17. BLINDMAN'S BUFF. Horace Smith. THREE wags (whom some fastidious carpers might rather designate three sharpers) entered, at York, the Cat and Fiddle ; and, finding that the host was out on business for two hours or more, while Sam, the rustic waiter, wore the visage of a simple lout, whom they might safely try to diddle, — they ordered dinner in a canter, - cold or hot, it mattered not, provided it was served instanter ; and, as the heat had made them very dry and dusty in their throttles, they bade the waiter bring three bottles of prime old Port, and one of Sherry. Sam ran with ardor to the larder, then to the kitchen; and, as he briskly went to work, he drew from the spit a roasted turkey, with sausages embellished, which in a trice upon the board was spread, together with a nice, cold brisket; nor did he even obliviscate half a pig's head. To these succeeded puddings, pies, custards and jellies, all doomed to fall a sacrifice to their insatiable bellies; as if, like camels, they intended to stuff into their monstrous craws enough to satisfy their maws, until their pilgrimage was ended. Talking, laughing, eating and quaffing, the bottles stood no moment still. They rallied Sam with joke and banter, and, as they drained the last decanter, called for the bill.

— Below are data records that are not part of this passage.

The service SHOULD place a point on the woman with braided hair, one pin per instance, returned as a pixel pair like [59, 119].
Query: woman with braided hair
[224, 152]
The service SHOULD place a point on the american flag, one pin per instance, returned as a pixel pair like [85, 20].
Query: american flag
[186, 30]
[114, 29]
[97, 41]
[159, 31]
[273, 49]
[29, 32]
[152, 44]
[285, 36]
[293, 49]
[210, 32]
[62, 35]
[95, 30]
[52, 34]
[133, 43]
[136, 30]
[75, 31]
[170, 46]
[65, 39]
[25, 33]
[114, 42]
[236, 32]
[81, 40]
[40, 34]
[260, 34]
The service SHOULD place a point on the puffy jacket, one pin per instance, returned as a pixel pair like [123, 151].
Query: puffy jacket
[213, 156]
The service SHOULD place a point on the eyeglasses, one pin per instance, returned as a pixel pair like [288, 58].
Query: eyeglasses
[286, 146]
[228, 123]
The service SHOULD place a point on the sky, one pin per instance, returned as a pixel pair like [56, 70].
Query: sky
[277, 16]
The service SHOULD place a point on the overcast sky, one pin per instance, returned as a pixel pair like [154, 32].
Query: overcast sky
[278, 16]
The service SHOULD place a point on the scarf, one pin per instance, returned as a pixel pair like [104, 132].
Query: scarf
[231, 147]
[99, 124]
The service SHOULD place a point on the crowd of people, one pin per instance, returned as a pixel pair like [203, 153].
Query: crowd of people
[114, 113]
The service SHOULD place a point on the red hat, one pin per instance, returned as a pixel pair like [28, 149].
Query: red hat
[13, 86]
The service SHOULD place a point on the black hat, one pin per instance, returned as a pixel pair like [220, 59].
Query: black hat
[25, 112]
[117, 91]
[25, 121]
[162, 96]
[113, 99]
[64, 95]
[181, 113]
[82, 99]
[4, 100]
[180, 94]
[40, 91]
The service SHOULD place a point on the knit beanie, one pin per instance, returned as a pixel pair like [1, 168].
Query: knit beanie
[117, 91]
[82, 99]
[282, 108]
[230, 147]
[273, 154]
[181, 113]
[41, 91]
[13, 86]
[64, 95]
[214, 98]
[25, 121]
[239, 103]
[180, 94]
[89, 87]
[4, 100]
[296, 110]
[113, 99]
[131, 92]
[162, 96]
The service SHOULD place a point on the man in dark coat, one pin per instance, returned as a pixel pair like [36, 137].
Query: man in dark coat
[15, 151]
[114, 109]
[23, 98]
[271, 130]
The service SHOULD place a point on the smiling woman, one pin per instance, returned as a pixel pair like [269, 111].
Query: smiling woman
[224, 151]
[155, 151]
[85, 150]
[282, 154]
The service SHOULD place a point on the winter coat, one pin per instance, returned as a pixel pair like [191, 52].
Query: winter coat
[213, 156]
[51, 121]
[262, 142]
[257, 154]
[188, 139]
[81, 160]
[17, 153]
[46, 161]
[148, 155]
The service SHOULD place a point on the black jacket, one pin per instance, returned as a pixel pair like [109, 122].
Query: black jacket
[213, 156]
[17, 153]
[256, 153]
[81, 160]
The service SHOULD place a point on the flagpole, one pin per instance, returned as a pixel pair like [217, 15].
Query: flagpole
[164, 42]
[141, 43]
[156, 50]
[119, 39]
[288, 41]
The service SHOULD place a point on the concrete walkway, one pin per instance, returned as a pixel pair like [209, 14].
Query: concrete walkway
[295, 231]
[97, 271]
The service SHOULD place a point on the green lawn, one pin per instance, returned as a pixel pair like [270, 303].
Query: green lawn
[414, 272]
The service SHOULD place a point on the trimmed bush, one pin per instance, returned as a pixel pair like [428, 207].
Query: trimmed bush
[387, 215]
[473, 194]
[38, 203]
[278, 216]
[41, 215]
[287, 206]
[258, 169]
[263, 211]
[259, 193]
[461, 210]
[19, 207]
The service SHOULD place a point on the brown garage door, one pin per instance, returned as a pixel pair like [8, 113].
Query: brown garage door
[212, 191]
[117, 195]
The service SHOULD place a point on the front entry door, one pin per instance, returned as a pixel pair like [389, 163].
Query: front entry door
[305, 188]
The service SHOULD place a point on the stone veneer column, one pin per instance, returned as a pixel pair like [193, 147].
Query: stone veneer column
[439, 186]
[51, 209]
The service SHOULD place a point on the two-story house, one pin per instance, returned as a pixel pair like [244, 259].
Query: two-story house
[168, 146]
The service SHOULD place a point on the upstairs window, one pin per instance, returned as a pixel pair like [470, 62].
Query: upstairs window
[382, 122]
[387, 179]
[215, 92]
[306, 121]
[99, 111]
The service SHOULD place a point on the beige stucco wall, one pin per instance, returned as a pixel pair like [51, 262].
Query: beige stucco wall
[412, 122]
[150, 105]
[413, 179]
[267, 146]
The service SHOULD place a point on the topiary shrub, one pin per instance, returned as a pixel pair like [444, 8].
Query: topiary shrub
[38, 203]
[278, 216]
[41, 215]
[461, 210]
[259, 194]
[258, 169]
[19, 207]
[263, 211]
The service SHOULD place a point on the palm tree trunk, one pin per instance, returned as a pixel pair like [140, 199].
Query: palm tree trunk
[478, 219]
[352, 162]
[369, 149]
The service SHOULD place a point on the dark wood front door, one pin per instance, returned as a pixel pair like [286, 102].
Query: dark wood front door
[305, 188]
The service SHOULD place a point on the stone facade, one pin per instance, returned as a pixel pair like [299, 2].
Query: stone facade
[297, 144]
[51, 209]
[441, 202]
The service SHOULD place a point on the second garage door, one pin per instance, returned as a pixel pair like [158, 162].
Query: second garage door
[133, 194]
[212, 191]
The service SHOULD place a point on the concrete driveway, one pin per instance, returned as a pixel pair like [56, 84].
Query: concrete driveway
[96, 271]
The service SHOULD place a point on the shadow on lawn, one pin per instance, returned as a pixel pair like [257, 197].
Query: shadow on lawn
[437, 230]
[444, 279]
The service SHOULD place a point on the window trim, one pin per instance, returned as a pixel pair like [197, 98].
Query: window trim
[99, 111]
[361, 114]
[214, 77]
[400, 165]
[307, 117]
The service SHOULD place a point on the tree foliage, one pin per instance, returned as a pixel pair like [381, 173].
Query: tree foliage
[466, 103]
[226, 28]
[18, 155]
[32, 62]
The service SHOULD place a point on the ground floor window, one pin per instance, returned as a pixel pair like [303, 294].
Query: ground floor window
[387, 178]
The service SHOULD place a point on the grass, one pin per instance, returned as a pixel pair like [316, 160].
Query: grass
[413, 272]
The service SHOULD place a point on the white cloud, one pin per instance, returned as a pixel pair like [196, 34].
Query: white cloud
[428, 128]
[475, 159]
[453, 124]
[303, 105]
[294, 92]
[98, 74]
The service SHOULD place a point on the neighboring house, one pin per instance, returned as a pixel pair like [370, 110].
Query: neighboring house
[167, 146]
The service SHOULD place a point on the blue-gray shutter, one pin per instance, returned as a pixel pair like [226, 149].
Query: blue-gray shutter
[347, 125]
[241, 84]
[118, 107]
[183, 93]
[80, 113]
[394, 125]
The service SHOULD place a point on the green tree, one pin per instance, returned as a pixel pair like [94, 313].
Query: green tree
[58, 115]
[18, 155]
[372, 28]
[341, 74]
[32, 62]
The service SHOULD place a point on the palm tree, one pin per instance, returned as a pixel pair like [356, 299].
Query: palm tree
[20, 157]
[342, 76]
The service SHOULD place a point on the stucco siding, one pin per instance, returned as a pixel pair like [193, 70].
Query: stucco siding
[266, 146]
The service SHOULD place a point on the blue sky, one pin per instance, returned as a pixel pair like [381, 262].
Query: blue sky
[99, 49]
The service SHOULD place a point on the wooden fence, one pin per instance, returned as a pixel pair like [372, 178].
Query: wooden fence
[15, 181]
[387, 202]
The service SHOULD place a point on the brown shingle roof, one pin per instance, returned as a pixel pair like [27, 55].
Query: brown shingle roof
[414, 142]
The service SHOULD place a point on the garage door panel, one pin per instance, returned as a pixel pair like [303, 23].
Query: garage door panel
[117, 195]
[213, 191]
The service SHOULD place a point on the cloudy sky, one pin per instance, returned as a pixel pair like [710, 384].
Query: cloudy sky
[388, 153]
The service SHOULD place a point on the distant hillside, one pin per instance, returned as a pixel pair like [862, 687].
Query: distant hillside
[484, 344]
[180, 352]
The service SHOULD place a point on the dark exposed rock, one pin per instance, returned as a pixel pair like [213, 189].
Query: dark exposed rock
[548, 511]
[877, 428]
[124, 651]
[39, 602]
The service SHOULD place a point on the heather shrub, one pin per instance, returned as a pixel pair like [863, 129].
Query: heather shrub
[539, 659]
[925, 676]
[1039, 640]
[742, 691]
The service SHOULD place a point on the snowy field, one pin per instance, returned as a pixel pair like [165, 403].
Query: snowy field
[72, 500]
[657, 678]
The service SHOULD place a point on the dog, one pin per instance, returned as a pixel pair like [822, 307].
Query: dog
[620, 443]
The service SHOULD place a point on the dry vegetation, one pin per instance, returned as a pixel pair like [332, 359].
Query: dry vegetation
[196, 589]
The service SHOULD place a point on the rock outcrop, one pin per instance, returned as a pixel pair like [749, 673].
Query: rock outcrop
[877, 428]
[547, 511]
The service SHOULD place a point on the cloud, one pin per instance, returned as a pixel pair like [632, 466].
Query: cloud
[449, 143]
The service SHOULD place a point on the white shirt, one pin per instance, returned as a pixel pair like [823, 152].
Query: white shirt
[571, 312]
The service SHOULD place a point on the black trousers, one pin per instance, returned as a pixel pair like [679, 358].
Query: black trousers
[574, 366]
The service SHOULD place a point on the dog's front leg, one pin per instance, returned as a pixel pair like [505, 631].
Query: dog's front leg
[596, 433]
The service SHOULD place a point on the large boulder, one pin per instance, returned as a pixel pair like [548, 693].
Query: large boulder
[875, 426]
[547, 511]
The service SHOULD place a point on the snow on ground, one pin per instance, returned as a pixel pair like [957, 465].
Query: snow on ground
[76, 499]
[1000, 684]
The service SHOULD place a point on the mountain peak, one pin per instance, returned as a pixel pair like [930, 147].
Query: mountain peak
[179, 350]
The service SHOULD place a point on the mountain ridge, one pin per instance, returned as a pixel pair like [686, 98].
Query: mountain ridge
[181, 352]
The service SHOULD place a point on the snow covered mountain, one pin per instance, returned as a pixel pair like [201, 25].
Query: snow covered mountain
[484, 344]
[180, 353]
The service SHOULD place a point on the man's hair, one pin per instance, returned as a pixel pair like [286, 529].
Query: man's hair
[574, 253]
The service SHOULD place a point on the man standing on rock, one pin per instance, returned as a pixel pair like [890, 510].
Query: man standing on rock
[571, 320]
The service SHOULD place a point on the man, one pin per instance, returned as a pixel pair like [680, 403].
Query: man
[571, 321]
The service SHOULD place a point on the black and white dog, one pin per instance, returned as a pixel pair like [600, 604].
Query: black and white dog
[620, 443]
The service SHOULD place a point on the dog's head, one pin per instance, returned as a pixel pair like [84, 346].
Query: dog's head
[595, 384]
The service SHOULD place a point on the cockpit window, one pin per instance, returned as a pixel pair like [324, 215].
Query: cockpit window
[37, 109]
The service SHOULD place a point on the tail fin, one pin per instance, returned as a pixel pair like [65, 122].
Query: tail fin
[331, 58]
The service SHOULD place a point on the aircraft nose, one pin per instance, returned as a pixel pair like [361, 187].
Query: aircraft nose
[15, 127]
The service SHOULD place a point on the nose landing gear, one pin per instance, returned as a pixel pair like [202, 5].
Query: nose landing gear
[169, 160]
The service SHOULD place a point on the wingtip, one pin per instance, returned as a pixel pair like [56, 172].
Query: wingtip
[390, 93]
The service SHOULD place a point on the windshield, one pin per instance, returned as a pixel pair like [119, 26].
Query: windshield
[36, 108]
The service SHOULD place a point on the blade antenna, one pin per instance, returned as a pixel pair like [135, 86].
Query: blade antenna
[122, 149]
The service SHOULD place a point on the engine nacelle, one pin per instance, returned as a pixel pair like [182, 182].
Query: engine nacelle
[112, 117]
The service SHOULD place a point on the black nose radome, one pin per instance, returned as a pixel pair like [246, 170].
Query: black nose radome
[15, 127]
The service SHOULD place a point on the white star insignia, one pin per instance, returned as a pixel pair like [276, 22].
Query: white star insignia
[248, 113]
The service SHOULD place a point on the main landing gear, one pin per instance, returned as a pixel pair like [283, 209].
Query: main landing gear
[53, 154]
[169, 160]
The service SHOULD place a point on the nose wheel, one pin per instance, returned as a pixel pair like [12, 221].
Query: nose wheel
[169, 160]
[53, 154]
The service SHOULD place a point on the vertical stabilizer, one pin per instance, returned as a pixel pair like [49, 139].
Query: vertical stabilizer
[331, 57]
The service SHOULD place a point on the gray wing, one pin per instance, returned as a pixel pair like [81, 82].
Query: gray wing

T was brought, — when one of them, who eyed and added up the items, cried, Extremely moderate, indeed! I'll make a point to recommend this inn to every travelling friend; and you, Sam, shall be doubly fee'd.” This said, a weighty purse he drew, when his companion interposed :-" Nay, Harry, that will never do; pray let your purse again be closed; you paid all charges yesterday; 't is clearly now my turn to pay.” Harry, however, would n't listen to any such insulting offer; his generous eyes appeared to glisten, indig.